Kaybettik... Yitirdik... Ölüler arkasından söylenen bu söz tiksindirir beni. Ben kaybolmam, yitmem, ölürüm, öldü desinler."
Ölümünden bir yıl önce 1956da yazmış bu satırları Ataç. Bugün yapıtları aynı ilgiyle -belki daha da artan bir ilgiyle- okunan, gençlere okuma sevgisi aşılayan ender yazarlardan. Güncesini de eleştirileri gibi bir sohbet havasında kuran Ataç; keskin, görüşlerinden ödün vermeyen tavrı, açıksözlülüğü, Türkçeye kazandırdıkları ile hiç eskimeyecek genç bir yazar.
(Arka Kapak) Günce 1956-1957
"Ölüm ne kadar birdenbire olursa olsun, şaşırtmıyor insanı. Herhalde beni şaşırtmıyor. İnanamıyorum öldüğüne diyenleri anlamıyorum, ölen kim olursa olsun, ben inanıyorum öldüğüne. Ben asıl yaşamağa şaşıyorum, yaşamağa inanamıyorum. Ciğerlerimizin, yüreğimizin işlemesi, bu güzelim yeryüzünü görmemiz, işitimemiz, koklamamız doyulmaz bir mucize değil mi? Mucize diye baktığımız bir halin kesilivermesine şaşılacak, inanılmayacak ne var?"

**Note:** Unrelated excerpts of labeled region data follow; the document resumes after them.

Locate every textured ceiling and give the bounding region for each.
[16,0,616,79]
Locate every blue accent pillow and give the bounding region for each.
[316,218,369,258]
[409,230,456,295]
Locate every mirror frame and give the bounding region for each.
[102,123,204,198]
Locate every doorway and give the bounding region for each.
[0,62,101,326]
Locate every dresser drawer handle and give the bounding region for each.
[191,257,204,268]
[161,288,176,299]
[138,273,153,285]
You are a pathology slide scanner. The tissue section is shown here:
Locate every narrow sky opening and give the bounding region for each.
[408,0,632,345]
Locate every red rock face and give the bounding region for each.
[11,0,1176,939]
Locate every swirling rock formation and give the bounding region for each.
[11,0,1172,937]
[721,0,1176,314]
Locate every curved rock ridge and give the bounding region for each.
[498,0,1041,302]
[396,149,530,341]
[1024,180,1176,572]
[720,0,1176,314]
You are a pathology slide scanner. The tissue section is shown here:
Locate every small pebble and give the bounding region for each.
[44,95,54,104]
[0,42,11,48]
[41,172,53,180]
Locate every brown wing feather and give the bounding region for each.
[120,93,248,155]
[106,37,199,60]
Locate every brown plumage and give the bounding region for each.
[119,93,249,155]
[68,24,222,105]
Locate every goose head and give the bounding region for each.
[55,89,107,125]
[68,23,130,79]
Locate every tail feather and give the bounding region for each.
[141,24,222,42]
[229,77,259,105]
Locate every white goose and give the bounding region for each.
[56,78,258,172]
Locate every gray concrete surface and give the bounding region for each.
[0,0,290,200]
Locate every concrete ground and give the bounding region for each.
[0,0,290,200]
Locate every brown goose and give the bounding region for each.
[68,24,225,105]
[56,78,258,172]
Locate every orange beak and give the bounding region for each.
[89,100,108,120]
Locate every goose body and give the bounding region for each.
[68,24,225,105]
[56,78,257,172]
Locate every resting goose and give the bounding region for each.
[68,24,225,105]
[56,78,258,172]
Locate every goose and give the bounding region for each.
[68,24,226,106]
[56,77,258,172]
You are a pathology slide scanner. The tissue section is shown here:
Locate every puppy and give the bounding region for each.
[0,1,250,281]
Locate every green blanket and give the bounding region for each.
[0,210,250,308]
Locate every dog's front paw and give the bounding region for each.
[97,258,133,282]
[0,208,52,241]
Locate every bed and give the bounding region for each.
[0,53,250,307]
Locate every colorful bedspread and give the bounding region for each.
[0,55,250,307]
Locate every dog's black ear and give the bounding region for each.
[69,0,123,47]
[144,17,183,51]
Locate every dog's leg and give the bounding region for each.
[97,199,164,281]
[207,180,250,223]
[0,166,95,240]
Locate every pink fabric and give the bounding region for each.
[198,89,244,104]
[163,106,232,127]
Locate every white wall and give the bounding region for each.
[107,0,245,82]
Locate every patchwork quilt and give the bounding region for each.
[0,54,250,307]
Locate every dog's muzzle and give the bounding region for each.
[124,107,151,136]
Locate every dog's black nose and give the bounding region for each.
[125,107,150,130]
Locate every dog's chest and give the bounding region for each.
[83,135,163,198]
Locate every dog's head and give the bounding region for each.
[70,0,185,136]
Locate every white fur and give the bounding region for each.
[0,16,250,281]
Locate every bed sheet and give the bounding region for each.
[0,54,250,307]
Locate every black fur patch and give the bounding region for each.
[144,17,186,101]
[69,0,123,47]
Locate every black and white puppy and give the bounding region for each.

Nurullah Ataç Türk eleştirisine dürüstlüğü, içtenliği, gösteride uzak yalın bir anlatımla düşünceyi düpedüz söyleyebilme tutarlığını getirdi. Ne büyük sözlerin ardında düşüncesini gizledi ne de bilmediği bir konuda bilgiçlik tasladı.
Nurullah Ataçın Güncesini okumak sevimli, aksi, heyecanlı, öfkeli, bilge, kendiyle barışık bir amcayla yolculuk etmeye benziyor.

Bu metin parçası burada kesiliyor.